It’s a touchy subject for both sides: Some people believe a tobacco ban infringes on smokers’ rights, and others believe the habits of smokers put the health of non-smokers at risk. Just from looking at these two sides of the smoking divide, it’s clear that a better, enforceable ban be put in place because the right to smoke goes out the window when it affects the health of non-smokers.
It is universally accepted that smoking is unhealthy, both for the smoker, and those around the smoker. This isn’t exactly groundbreaking news. Smokers are perfectly free to ruin their health, but when their habit harms others, we need to stand against it as a community.
Most smokers report that they want to quit smoking, but can’t. This is a point I have seen used against the smoking ban, surprisingly enough, that it is unreasonable to ask a smoker to quit smoking, so the ban is unfair. The problem with that argument is two-fold.
First of all, it caters to an unhealthy lifestyle. Rules should not be made or changed to benefit someone who is harming themselves or those around them, because that is the opposite of what a university’s goals should be.
Second, the argument would hold more weight if they truly were stuck in their situation, but the reality is that there are a number of alternatives to smoking. Nicotine Patches and E-cigarettes solve every problem a smoker could have. They are much cheaper, have no lasting odor and even come with programs to help smokers who want to quit slowly do so, with packages offering smaller and smaller doses of nicotine per cigarette.

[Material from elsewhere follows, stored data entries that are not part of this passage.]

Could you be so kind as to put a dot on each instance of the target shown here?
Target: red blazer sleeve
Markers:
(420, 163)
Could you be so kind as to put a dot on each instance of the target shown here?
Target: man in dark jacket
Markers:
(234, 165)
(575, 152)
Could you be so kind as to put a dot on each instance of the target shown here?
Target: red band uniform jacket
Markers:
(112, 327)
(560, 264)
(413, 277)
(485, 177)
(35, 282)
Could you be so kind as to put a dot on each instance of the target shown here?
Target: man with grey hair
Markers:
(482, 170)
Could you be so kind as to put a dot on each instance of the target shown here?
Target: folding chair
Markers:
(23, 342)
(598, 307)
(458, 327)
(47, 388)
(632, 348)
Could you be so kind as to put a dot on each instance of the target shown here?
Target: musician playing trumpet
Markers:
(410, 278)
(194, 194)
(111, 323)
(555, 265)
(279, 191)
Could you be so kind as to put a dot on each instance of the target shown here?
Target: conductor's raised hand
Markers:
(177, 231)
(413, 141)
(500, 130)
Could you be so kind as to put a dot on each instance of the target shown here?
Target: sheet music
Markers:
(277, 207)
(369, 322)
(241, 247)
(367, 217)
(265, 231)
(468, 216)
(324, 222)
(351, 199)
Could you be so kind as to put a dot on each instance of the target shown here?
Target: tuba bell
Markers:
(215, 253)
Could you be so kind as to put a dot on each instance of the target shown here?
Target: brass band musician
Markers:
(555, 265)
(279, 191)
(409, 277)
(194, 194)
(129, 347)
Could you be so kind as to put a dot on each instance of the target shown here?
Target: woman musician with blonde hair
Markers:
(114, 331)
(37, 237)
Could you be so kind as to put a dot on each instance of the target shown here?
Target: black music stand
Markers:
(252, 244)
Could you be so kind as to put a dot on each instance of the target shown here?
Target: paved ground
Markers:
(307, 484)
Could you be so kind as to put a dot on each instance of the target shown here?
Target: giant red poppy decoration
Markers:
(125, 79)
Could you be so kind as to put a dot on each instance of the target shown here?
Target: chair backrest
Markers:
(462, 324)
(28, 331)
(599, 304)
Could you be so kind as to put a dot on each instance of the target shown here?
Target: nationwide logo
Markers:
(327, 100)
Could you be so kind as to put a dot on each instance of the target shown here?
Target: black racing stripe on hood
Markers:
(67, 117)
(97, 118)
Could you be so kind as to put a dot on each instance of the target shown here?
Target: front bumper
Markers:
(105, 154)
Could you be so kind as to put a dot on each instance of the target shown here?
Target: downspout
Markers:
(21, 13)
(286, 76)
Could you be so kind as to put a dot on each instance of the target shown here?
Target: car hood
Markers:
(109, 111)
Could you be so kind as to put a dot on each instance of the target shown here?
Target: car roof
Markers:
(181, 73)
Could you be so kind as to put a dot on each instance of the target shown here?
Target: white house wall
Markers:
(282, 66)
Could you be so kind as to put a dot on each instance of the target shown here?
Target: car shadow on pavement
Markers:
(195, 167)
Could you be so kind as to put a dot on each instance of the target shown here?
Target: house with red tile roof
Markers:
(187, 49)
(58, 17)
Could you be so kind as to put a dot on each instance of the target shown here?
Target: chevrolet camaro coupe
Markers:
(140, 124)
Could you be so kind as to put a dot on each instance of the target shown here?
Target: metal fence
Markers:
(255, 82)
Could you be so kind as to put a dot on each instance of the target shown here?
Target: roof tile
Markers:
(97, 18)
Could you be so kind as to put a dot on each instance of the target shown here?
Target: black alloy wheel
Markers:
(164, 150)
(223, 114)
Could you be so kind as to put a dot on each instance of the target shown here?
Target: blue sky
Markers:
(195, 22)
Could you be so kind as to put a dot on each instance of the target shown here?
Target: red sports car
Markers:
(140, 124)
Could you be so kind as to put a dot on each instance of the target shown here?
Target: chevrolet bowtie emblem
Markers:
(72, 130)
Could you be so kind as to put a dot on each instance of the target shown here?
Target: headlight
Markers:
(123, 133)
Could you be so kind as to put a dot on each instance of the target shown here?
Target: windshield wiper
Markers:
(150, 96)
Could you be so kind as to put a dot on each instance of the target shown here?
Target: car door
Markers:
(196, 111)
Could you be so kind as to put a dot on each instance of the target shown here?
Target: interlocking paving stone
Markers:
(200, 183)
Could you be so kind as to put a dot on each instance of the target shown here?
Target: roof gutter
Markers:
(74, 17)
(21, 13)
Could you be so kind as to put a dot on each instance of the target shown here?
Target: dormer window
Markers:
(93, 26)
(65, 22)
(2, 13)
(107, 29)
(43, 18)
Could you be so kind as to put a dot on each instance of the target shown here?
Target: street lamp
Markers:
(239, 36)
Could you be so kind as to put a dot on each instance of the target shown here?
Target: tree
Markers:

I get that smoking can suck even for the smoker, and I definitely do not resent the smokers themselves, unless it is harming others. I see students go far out of their way to smoke their cigarettes away from the apartments, and by the dumpster, or somewhere where students wont often be forced to breathe in secondhand smoke, and I have never had a problem with this. As long as littering doesn’t become a problem, it doesn’t affect anyone else.
Because of this, if the ban sees harsher changes, it should also be limited to banning smoking only in certain areas, such as within a certain distance from an apartment door, or the front entrance to a building. If someone is willing to make the effort to only smoke where no one else has to inhale tobacco, they should not punished for it.
That being said, this “pseudo-ban” needs to have some real teeth behind it, or the policy will continue to be a joke.